Recensioni - Opera

VERONA: Si ride si riflette e ci si commuove con l’Alice di Lella Costa

Il teatro di Lella Costa è Lella Costa stessa. Quando si va ad assistere ad un suo spettacolo si va comunque per sentire lei, quas...

Il teatro di Lella Costa è Lella Costa stessa.
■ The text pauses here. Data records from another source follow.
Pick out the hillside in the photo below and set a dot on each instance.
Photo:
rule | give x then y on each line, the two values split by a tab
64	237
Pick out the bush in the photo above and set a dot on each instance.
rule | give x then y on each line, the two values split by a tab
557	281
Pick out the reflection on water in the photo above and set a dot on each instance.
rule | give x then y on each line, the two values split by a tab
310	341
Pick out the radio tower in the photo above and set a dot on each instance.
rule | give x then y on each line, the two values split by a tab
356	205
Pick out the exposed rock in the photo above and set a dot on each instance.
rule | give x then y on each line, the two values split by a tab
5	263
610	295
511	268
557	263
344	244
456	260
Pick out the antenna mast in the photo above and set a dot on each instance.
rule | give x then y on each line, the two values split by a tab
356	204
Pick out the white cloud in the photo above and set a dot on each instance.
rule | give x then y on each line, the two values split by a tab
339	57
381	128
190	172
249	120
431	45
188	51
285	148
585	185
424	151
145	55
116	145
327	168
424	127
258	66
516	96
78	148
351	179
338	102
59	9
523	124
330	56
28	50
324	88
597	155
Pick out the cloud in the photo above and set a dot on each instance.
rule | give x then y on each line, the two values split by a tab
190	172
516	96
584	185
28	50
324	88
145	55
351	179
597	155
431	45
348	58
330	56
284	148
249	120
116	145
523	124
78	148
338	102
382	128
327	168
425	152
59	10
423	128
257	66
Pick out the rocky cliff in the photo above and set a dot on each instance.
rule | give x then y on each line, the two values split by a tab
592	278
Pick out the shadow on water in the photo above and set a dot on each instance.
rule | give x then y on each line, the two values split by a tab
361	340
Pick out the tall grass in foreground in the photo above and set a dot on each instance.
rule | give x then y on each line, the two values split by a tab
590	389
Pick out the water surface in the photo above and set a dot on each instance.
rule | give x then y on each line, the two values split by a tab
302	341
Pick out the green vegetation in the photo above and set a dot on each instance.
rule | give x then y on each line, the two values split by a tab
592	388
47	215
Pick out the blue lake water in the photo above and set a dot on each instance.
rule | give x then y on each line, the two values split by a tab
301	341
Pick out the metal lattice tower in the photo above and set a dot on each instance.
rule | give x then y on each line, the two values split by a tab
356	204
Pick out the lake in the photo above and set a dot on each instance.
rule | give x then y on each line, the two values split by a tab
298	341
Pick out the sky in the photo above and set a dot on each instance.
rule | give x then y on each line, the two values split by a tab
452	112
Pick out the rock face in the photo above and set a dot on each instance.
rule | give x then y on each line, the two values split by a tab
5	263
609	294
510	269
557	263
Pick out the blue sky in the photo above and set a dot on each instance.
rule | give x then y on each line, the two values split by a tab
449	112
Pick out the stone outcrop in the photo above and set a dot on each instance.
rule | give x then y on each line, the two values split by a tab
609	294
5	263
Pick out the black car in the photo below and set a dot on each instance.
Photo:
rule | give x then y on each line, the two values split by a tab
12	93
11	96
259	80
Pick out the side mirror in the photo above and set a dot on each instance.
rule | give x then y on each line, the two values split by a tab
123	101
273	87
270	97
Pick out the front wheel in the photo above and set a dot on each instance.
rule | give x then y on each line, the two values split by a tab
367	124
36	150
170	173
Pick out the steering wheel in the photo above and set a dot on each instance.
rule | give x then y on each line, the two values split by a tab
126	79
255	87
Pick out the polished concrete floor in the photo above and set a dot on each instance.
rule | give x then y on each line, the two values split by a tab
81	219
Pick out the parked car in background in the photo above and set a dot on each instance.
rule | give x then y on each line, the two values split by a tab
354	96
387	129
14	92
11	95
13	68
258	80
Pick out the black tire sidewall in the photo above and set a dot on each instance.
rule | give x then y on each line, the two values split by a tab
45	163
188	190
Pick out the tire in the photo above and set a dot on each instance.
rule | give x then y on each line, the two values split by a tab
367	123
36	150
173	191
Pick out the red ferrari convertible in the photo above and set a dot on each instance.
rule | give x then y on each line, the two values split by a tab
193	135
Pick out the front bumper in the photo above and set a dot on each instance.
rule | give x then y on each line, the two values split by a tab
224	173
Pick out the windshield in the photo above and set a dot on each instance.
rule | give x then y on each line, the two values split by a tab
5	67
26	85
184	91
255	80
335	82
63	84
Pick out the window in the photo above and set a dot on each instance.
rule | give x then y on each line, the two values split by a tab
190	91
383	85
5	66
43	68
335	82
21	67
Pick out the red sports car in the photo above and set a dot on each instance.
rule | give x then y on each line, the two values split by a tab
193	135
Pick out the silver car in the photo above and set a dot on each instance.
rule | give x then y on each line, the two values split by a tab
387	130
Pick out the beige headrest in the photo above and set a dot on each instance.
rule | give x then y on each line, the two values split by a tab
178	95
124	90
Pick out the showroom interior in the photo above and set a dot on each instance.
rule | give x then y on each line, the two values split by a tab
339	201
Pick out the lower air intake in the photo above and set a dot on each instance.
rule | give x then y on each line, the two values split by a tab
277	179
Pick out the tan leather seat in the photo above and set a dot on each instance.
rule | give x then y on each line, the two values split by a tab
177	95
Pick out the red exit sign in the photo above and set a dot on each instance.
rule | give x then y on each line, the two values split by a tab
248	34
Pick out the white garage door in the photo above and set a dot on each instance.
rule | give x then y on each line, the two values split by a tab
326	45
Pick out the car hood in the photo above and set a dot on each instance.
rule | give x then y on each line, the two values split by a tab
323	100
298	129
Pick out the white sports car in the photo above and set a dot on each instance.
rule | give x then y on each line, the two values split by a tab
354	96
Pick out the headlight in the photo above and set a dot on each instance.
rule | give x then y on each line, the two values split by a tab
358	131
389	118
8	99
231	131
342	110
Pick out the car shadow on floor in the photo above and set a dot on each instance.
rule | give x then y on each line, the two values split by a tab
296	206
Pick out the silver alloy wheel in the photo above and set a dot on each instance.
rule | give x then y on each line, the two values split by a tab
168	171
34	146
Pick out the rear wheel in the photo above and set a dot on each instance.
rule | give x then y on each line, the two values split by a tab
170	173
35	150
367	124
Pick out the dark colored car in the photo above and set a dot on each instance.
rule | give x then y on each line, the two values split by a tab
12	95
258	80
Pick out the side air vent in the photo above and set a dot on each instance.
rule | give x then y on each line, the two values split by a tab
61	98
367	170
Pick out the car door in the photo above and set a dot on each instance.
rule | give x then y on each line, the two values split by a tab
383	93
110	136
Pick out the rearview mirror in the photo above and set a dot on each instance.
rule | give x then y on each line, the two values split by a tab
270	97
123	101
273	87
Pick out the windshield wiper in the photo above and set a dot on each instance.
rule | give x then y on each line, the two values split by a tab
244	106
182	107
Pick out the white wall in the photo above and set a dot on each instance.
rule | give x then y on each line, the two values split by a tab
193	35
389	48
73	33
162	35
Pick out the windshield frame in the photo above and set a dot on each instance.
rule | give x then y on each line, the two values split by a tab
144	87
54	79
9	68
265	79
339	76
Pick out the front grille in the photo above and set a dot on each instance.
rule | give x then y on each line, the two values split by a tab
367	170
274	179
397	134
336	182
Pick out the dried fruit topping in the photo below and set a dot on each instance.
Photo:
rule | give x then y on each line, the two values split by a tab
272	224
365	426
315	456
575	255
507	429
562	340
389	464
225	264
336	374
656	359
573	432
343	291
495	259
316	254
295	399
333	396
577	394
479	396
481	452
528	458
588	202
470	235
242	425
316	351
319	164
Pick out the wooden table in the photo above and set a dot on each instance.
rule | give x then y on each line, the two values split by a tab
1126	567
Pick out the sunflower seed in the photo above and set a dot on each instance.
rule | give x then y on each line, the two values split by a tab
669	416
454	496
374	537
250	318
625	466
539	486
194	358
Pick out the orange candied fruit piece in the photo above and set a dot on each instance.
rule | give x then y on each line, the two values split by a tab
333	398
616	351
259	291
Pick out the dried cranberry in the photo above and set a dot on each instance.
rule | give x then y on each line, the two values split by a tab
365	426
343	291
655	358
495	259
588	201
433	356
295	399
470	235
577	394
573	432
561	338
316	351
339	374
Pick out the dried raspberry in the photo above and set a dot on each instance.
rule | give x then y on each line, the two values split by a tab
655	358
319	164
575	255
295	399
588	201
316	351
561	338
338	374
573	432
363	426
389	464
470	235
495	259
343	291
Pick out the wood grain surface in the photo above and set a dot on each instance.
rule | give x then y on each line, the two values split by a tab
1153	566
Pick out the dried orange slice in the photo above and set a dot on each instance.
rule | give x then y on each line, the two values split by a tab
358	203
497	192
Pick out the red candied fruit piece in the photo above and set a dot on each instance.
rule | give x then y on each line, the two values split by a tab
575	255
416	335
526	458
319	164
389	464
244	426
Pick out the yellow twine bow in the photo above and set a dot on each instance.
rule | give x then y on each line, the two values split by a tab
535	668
Quando si va ad assistere ad un suo spettacolo si va comunque per sentire lei, quasi indipendentemente dal testo che mette in scena, tale ormai è l’abilità nel costruirsi testi su misura ed allo stesso tempo ritagliarsi spazi personali all’interno dei testi che porta in scena.
Si potrebbe considerare questa straordinaria attrice come una sorta di cantastorie, di cui ogni nuovo spettacolo altro non è che un ulteriore tassello alla sua analisi del mondo in cui viviamo, come si può dire di altri interpreti quali Paolini o Bergonzoni.
Questa nuova Alice, arrivata a Verona per la rassegna"Il grande teatro" fresca di debutto, è una riflessione sui bambini e sulla loro situazione all’interno della nostra società, che viene beffardamente definita nel titolo come “meraviglia di paese” ma che ben poco ha a che spartire con il “migliore dei mondi possibili” leibnitziano.
Senza perdere di intensità nemmeno per un istante (nonostante qualche trascurabile inciampo dovuto al recentissimo debutto) Lella-Alice ci porta oltre lo specchio della nostra ipocrisia e della nostra indifferenza e tra una battuta spiritosa ed un sorriso amaro ci ricorda che tutti gli adulti sono un tempo stati bambini, ma i sogni e l’innocente ingenuità di allora si sono ormai piegati al cinico pragmatismo che ormai ci rende capaci di tutto ed impermeabili a tutto.
Molti sono i temi che vengono toccati e sarebbe sterile elencarli in modo pedante. Basti solo dire che una volta ancora abbiamo assistito alla prova di una grande attrice, a cui forse in corso d’opera non sono stati tributati tutti gli applausi a scena aperta che avrebbe meritato, ma, se posso riferire un’impressione strettamente personale, in più di un’occasione l’imbarazzo che provavo nel confrontarmi con il messaggio che veniva lanciato e nel quale io colpevolmente non potevo non identificarmi bloccava lo slancio che un’altra parte di me avrebbe voluto tributare all’interprete.
Il teatro contemporaneo ha ormai quasi completamente perso quella funzione politica e sociale che era alla base del teatro delle origini. Il teatro di Lella Costa fortunatamente no.